The picture was snapped, and I continued on my walk finding many other lovely Indiana fall images that would make it into my camera and, eventually, my photographic journal of this particular trip home.

Back home again in the heartland, I reviewed all my pictures and was particularly pleased with this one.  The colors were lovely, though the tree wasn't quite as singular in the picture as it had been the moment it was taken.  I am always amazed at what the human eye sees in the moment that somehow the camera never can capture.  Still, I liked this picture.  And it haunted me.

 I was reminded of the spiritual lesson of the continuous shadows in our life - the lesson to be conscious of the shadow, ever-present, that is really working for the accolades of 'job well done, good and faithful servant'.   When we work at the soup kitchen in order to show compassion for others who don't have the luxuries of plentiful food and dependable shelter, is the compassion shaded with the relief of 'thank God that isn't me' or the hope that this small kindness is building another step on our stairway to heaven?  When we write a check to the homeless shelter or the soup kitchen or the church, is it considering the need at the other end, or the tax deduction on ours?  When we ask for prayers for another, is it truly lifting that person up or is it a more acceptable, elegant form of gossip?

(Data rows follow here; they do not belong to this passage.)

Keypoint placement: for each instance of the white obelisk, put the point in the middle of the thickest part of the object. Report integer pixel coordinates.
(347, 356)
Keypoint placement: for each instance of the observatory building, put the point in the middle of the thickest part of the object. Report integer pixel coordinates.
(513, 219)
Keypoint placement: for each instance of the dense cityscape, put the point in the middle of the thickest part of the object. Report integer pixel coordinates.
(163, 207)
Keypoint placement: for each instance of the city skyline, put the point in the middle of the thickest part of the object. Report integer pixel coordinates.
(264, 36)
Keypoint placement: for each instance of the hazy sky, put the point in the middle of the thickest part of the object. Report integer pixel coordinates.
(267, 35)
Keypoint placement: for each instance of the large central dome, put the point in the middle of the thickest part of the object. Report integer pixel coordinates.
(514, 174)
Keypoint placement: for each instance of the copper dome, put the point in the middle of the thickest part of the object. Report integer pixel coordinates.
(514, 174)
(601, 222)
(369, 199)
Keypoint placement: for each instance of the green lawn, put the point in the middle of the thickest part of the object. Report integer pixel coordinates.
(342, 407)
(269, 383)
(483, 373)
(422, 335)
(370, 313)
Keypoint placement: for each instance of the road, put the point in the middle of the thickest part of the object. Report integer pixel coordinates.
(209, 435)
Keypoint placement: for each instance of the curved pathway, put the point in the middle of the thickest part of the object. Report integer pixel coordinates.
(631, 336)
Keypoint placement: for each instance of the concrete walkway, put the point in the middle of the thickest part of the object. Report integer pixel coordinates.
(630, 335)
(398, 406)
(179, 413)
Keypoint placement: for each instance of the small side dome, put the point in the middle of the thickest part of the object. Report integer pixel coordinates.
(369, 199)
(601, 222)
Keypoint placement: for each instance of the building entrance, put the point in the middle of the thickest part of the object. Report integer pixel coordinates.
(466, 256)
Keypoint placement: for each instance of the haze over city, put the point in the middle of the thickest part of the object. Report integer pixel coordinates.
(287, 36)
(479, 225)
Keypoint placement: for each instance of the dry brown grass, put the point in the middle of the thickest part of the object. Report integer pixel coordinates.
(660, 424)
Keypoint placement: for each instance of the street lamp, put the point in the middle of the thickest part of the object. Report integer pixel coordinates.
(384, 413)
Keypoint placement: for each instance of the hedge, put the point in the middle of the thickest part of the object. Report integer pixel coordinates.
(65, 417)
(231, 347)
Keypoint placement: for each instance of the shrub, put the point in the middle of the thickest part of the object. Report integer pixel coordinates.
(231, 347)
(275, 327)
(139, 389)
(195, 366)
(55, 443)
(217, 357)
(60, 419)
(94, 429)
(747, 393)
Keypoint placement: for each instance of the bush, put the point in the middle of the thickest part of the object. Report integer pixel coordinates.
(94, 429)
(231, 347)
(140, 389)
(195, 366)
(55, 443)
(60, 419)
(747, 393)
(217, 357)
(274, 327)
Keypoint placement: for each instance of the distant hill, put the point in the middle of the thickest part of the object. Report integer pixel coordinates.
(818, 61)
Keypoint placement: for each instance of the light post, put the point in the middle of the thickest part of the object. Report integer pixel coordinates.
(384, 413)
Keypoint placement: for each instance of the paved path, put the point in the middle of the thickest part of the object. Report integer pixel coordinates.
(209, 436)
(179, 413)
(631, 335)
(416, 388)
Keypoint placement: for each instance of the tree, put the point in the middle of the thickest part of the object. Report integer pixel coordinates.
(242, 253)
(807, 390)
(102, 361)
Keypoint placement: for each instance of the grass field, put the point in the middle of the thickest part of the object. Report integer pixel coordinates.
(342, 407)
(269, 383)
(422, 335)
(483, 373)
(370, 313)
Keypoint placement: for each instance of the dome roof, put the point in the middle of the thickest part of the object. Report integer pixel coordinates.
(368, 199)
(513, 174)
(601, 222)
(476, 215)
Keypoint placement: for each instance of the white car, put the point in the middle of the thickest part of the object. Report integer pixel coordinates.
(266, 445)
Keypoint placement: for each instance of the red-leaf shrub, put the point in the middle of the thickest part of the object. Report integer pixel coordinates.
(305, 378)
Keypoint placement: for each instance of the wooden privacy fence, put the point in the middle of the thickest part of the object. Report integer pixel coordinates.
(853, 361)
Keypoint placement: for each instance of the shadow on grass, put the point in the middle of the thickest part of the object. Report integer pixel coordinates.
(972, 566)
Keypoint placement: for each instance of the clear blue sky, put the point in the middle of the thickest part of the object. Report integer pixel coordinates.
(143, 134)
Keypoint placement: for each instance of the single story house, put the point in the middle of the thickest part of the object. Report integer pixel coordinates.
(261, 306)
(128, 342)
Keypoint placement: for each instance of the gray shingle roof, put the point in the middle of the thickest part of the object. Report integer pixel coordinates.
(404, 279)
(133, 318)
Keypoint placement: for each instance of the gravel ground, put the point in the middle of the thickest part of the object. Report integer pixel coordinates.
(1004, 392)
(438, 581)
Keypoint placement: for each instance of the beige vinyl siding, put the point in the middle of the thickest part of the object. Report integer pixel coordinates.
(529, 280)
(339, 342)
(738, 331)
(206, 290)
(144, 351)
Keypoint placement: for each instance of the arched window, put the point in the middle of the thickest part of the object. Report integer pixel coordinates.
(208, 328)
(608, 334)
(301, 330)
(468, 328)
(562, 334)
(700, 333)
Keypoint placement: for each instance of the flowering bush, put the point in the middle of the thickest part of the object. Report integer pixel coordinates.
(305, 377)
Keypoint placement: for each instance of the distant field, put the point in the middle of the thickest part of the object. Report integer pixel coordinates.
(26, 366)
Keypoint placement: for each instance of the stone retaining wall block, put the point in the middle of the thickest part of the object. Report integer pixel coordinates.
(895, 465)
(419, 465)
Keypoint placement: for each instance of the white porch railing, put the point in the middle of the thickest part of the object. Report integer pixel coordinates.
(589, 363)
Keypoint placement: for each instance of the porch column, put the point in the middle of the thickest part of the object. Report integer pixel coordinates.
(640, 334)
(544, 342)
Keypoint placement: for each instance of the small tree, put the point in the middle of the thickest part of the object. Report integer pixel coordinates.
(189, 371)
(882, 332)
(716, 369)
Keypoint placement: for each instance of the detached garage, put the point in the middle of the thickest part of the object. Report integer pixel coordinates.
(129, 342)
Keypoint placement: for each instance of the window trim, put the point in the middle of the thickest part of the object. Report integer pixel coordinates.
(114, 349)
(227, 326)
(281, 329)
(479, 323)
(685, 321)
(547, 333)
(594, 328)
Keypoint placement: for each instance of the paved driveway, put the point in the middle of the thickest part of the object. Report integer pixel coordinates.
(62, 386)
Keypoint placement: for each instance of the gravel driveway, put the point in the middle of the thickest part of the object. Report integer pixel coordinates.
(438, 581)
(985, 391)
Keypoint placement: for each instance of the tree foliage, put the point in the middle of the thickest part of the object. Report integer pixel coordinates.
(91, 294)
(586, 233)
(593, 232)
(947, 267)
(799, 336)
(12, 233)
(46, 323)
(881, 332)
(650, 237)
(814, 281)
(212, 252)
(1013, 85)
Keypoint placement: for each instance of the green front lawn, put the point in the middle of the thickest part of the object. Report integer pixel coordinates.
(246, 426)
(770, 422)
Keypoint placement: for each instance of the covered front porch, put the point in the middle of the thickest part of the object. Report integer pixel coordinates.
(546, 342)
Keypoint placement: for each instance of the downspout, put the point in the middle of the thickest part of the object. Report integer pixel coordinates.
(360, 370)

And my personal shadow game is that of jumping to judgment or conclusions about another only to honestly have to admit that what I am not liking in their actions is something I recognize and dislike in my own.  My lovely teacher and mentor reminds me again and again that we cannot see in another what we don't recognize in ourselves.

That lesson applies to the beauty and talent and specialness we 'recognize' in another as well as the ability to see and label bad behavior.  A friend of mine routinely flies into fits of road rage when fellow travelers aren't driving in a way to suit him/her, but is one of the worst drivers I know.  Another friend is  the first to love the gentleness of a human spirit, but fails to recognize their own gentleness.  Another announces they 'hate liars' but doesn't seem concerned about the small deceits that pepper their own reality.

If I am wounded by a lack of compassion or understanding, have I given any thought to my inability to empathize with the one who is the seeming perpetrator?

I have caught myself jumping to conclusions and judgments recently and thankfully am recognizing the sameness of those judgments and lingering guilt inside of me.  Not only is it time to release my opinions of others, it is time to finally let go of the corresponding sadness inside of me.

Shadows are everywhere in nature - outdoors and internal.  Sometimes they are nearly invisible, when the shining light of personal recognition is directly upon us, and at other times they stretch long into our horizon.  Shadows aren't bad or good.... they just are.  Just like that weathered tree.

So I labeled the picture - A mere shadow of her former self.